GENEL - 17 Aralık 2019 Salı 11:02

Başarının sırrı kadınlarda zekâ ve özgüven, erkeklerde ise geniş çevre

A
A
A
Başarının sırrı kadınlarda zekâ ve özgüven, erkeklerde ise geniş çevre

Kadın Liderliği Global Enstitüsü, Politika Enstitüsü ve Ipsos MORI işbirliğinde 28 ülkeden 20 bin bireyle gerçekleştirilen araştırmaya göre başarılı olmak için kadınların zeki ve özgüvenli, erkeklerin ise geniş çevreye sahip olması gerektiği ortaya konuldu.

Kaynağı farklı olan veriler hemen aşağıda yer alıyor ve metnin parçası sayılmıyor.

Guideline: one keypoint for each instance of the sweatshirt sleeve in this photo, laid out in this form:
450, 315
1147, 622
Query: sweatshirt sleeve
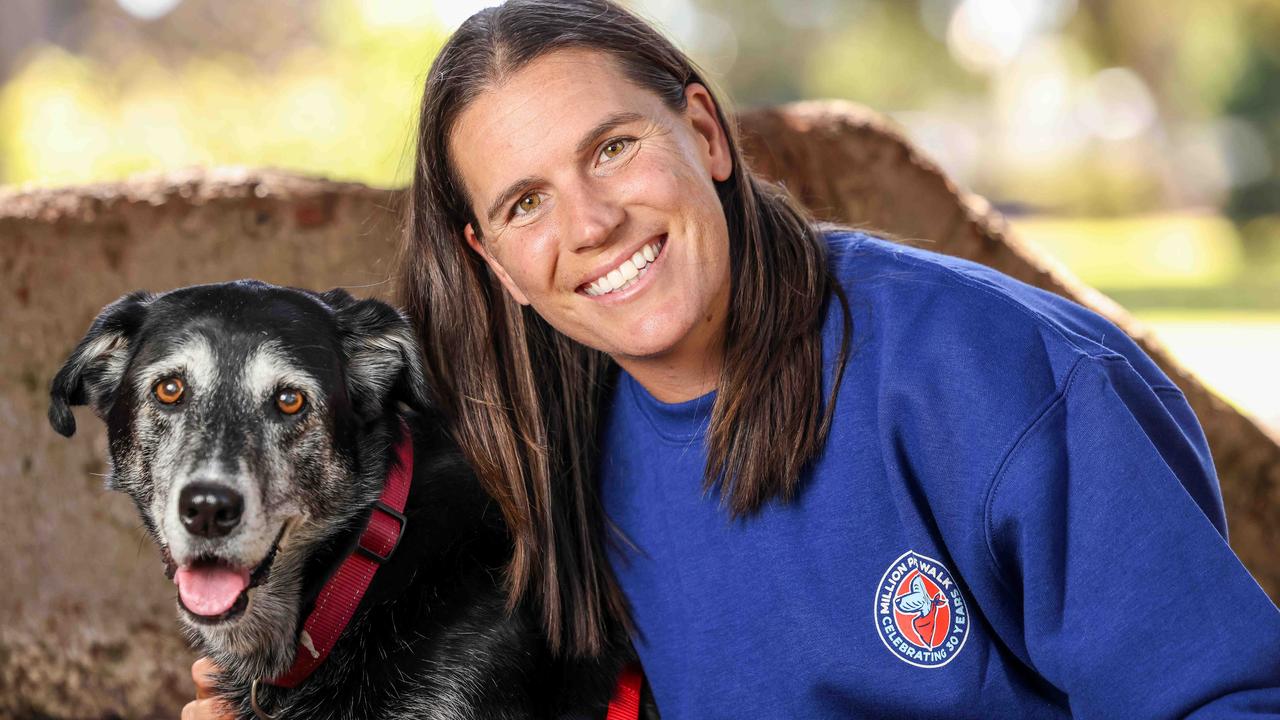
1105, 524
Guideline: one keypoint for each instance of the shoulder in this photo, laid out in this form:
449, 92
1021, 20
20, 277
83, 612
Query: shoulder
969, 315
952, 361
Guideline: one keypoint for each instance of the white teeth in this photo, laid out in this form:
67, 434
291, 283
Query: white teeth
626, 272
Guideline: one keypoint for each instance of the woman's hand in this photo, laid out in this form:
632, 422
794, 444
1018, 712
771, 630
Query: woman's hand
205, 706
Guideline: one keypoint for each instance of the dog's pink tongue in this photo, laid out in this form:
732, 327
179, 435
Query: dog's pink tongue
210, 589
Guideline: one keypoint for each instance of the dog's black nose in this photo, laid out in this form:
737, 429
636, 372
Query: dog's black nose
210, 511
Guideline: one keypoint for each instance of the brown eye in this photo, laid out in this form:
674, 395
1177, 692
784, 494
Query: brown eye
169, 390
613, 149
289, 401
529, 203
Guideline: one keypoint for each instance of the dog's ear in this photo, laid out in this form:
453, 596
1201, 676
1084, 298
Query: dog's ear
382, 352
92, 373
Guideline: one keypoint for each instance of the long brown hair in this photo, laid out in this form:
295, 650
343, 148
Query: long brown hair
525, 401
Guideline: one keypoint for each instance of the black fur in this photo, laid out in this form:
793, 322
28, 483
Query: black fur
432, 637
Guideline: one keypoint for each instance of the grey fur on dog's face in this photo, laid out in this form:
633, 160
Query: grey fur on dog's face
234, 347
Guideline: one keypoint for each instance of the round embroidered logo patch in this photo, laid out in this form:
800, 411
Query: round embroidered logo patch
920, 615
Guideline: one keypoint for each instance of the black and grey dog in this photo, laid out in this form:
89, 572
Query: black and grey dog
254, 427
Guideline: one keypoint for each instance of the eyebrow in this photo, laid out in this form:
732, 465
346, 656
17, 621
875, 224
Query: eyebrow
589, 139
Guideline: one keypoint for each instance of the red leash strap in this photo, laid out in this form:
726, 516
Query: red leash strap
626, 697
339, 597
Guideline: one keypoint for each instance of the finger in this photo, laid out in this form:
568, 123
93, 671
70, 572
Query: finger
211, 709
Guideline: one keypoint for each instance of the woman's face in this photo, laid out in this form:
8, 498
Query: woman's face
597, 205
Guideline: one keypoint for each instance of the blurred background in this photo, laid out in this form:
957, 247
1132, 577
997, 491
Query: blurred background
1138, 141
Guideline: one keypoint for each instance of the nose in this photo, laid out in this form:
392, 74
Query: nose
595, 214
209, 510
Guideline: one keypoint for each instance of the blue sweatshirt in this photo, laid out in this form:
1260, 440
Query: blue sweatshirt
1015, 515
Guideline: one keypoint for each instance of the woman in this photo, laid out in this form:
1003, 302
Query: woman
814, 473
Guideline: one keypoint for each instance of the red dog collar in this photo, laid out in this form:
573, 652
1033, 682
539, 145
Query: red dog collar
339, 597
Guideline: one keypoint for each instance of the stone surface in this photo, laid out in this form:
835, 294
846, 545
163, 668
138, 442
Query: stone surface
87, 624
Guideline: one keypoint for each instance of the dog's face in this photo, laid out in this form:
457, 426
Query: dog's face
234, 414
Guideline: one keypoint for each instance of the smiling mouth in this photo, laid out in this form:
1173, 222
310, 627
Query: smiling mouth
213, 591
627, 273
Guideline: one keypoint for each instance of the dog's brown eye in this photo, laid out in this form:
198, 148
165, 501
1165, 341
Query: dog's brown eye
289, 401
169, 391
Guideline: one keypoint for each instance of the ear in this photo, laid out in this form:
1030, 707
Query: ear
382, 355
702, 114
478, 245
92, 373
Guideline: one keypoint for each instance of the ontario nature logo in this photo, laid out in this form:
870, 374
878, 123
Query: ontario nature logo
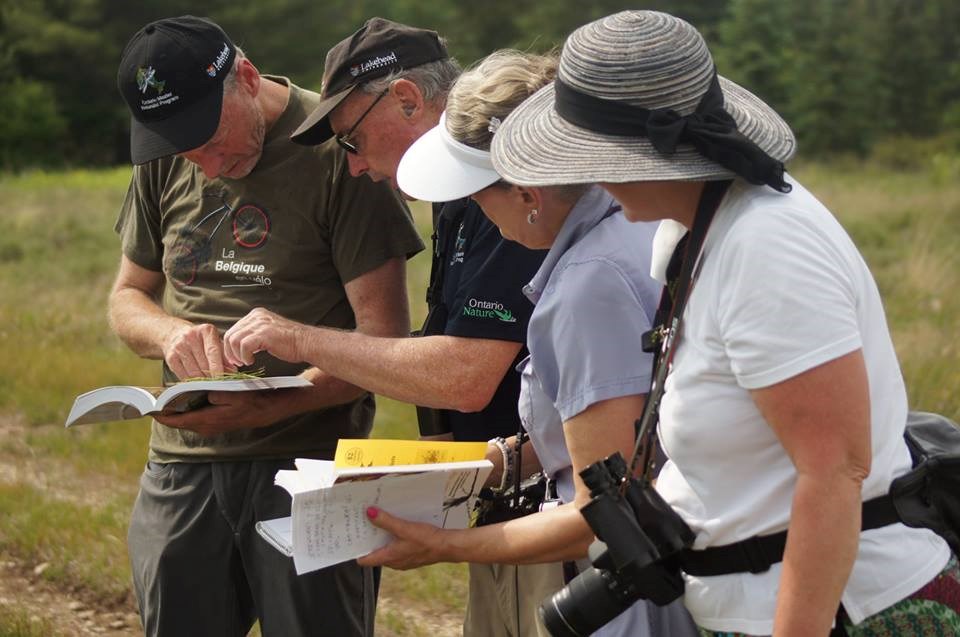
477, 308
147, 78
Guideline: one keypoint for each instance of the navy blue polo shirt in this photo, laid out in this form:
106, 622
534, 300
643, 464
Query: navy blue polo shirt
483, 279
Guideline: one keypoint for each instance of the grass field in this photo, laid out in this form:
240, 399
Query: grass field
57, 259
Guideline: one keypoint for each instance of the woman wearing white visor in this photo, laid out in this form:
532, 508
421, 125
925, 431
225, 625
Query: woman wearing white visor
586, 378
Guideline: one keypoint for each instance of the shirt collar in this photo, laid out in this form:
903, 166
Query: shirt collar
594, 206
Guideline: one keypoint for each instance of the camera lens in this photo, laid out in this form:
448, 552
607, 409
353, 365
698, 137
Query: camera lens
585, 604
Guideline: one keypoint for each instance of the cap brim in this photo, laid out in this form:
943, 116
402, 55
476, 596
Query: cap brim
190, 128
536, 147
315, 129
436, 169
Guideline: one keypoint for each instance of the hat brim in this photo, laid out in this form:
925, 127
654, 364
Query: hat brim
190, 128
433, 170
536, 147
316, 129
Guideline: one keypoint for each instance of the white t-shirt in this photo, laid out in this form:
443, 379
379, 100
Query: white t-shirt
782, 289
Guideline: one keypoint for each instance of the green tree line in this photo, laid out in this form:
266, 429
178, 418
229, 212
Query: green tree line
844, 73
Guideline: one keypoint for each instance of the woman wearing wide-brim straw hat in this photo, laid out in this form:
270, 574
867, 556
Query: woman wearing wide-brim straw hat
784, 405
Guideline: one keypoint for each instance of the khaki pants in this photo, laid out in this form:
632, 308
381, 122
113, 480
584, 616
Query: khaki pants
503, 596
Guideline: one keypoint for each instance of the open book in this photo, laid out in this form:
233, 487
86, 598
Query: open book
122, 402
328, 522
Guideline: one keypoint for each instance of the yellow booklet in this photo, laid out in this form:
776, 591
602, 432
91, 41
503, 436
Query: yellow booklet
386, 453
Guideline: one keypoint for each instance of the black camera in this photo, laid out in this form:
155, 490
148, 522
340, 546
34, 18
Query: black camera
639, 537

Araştırmada kadınların erkeklere kıyasla hayatta öne çıkmasında etkili olan unsurların başında yüzde 28 oran ile zekâ gelirken, onu yüzde 26 ile kendine güven ve yüzde 25 ile hiçbir zaman pes etmemek izledi. Araştırmaya Türkiye’den katılan bireyler de kadınların hayatta öne çıkmaları için belirtilen ilk 3 unsurun önemli olduğunu düşünüyor. Fakat ‘özgüvenli olmak’ yüzde 31 ile ilk sırada yer alıyor.

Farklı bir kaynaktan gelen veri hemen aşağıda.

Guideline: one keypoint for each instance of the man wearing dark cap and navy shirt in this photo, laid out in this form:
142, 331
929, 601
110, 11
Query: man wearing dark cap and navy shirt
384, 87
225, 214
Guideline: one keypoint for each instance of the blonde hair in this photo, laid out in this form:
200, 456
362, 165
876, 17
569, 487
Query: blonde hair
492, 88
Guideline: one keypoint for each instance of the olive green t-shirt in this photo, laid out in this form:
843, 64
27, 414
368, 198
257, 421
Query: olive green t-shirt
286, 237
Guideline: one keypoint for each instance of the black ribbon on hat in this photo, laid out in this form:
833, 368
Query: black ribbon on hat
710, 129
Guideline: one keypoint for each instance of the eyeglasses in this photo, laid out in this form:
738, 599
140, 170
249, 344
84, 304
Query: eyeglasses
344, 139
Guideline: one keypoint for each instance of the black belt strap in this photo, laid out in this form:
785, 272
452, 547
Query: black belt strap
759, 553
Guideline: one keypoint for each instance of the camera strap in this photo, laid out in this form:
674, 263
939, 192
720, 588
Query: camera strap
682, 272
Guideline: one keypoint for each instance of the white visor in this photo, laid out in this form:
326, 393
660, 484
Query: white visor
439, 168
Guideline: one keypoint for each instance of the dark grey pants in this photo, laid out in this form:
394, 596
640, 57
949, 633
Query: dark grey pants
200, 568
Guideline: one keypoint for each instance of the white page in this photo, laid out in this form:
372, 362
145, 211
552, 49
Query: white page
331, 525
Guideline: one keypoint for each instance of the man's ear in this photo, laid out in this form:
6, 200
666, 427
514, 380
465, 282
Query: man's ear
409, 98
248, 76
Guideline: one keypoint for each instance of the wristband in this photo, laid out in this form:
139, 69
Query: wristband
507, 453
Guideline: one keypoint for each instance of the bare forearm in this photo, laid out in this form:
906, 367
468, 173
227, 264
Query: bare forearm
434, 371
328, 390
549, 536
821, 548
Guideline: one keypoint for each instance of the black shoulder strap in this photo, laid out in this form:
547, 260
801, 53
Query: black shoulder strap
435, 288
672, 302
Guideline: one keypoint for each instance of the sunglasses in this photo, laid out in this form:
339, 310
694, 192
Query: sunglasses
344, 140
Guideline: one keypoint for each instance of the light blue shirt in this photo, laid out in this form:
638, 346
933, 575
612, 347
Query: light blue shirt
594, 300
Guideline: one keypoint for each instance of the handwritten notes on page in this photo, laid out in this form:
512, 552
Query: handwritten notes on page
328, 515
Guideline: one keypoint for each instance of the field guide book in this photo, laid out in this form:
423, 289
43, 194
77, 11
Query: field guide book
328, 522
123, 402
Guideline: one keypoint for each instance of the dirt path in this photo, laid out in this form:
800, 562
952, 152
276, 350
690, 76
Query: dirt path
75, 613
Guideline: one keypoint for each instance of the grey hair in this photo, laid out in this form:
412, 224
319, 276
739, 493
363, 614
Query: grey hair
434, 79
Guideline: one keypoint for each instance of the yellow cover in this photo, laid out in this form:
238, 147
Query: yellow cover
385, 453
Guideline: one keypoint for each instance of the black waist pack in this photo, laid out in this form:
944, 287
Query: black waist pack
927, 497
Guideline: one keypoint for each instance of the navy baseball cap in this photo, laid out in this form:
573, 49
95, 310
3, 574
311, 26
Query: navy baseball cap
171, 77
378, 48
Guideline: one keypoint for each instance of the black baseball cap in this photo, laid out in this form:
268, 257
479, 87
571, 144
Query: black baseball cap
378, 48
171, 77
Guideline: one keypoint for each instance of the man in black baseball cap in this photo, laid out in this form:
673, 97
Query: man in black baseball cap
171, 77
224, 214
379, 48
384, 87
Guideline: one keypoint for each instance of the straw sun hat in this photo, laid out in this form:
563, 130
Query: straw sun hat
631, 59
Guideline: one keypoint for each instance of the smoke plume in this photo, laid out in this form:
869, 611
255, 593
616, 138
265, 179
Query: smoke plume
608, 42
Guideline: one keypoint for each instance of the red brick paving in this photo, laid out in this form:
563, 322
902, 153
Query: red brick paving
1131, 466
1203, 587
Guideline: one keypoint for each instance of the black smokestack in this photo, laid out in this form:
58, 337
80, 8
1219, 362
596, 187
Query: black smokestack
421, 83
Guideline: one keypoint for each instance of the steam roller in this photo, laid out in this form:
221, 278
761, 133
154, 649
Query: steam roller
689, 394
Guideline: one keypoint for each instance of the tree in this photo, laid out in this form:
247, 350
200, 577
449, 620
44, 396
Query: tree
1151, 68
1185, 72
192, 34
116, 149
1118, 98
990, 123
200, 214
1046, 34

Erkeklerin hayatta öne çıkmaları için kadınlardan farklı olarak en önemli unsurların başında yüzde 22 ile bağlantılara sahip olmak geliyor. Geniş bir çevreye sahip olan erkeklerin hayatta öne çıkabilecekleri düşünülürken kadınlarda ise bu özellik erkeklere kıyasla önemli bir unsur olarak görülmüyor. Araştırmanın bir diğer sonucuna göre erkeklerin politik bağlantılarının olması da hayatta öne çıkmaları için önemli bir diğer unsur. Erkeklerin Türkiye’de hayatta öne çıkmaları için gerekli en önemli 3 unsurun başında yüzde 32 ile ‘politik bağlantılara sahip olmak’, yüzde 29 ile ‘çok çalışmak ve yüzde 28 ile ‘bağlantılara sahip olmak’ geliyor.

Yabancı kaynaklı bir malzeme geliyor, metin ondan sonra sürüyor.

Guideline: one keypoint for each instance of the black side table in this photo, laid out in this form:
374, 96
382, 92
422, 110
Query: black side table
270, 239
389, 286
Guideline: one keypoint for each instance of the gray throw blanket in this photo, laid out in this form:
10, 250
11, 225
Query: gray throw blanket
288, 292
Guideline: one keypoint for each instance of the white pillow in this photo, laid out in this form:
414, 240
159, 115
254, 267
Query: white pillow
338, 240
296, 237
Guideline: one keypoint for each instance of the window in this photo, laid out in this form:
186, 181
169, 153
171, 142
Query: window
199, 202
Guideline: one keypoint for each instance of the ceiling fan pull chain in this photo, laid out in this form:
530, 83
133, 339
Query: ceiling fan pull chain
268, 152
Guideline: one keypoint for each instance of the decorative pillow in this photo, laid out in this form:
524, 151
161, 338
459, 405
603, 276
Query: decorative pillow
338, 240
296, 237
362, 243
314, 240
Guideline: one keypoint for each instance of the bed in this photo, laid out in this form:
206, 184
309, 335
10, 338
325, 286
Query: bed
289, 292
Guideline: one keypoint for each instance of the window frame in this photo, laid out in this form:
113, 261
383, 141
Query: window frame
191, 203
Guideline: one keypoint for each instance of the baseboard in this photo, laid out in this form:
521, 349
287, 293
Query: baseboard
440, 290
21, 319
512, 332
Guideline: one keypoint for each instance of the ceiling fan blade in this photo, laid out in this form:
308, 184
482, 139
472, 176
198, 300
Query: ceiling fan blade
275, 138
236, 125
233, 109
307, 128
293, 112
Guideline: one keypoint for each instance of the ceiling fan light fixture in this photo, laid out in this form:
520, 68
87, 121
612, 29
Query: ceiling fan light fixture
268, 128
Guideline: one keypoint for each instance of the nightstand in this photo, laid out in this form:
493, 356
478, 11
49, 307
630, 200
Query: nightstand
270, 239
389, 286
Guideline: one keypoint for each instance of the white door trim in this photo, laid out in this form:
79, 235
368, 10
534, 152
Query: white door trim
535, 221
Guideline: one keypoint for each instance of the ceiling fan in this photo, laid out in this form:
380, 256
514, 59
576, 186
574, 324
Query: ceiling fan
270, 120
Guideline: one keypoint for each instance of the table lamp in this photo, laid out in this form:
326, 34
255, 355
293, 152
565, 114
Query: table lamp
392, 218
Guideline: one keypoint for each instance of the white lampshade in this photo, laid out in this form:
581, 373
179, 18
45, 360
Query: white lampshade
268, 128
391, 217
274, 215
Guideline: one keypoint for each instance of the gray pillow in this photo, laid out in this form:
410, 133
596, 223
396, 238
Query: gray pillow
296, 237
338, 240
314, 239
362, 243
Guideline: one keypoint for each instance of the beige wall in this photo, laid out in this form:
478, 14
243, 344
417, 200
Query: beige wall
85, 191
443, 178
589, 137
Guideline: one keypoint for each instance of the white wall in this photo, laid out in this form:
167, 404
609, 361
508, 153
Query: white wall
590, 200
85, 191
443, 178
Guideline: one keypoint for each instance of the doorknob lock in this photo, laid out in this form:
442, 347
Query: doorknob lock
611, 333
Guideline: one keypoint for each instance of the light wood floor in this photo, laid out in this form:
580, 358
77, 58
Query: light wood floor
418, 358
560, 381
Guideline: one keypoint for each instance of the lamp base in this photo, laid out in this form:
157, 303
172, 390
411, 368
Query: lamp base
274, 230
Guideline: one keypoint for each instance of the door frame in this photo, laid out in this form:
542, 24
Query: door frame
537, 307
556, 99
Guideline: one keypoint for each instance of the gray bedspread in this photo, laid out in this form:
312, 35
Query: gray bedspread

Çalışmanın kadın ve erkeklere yüklenen toplumsal cinsiyet rollerini belirgin olarak ortaya koyması bakımından önemli olduğunu kaydeden Nişantaşı Üniversitesi Psikoloji Bölüm Başkanı Dr. Öğr. Üyesi Selçuk Aslan, “Araştırma demokrasisi gelişmiş, bireyselci kültürün hakim olduğu, kadınların çalışma hayatında önemli yer edindiği ülkelerde gerçekleştirilmiş. Ancak sonuca bakıldığında gelişmiş ülkelerde dahi kadınlarla erkeklerin yaşamın birçok alanında eşit olmadığı gözlemlenmiştir. Gelişen teknoloji ve yaşam koşulları, başarılı olabilmek için koşullara kısa sürede uyum sağlamayı, etkin problem çözme becerilerine sahip olmayı, fırsatları önceden sezerek cesur ve girişimci olmayı gerektirmektedir. Bu koşullarda başarılı olabilmek eğitimli ve farklılaştırıcı deneyime sahip olmak önem taşıyor. Türkiye’de ise kadınların başarısı en çok özgüvenle ilişkilendirilmiştir. Bunun bir nedeni ataerkil kültürün kadınların kendilerini gerçekleştirmelerini engelleyici etkileri olabilir. Kadınlar bu yapıdaki dezavantajlı konumlarıyla kendilerini gösterebilmek, istediklerini elde edebilmek, başarılı olabilmek için erkeklerden daha çok kendine güvenli, mücadeleci olmak durumundadırlar” dedi.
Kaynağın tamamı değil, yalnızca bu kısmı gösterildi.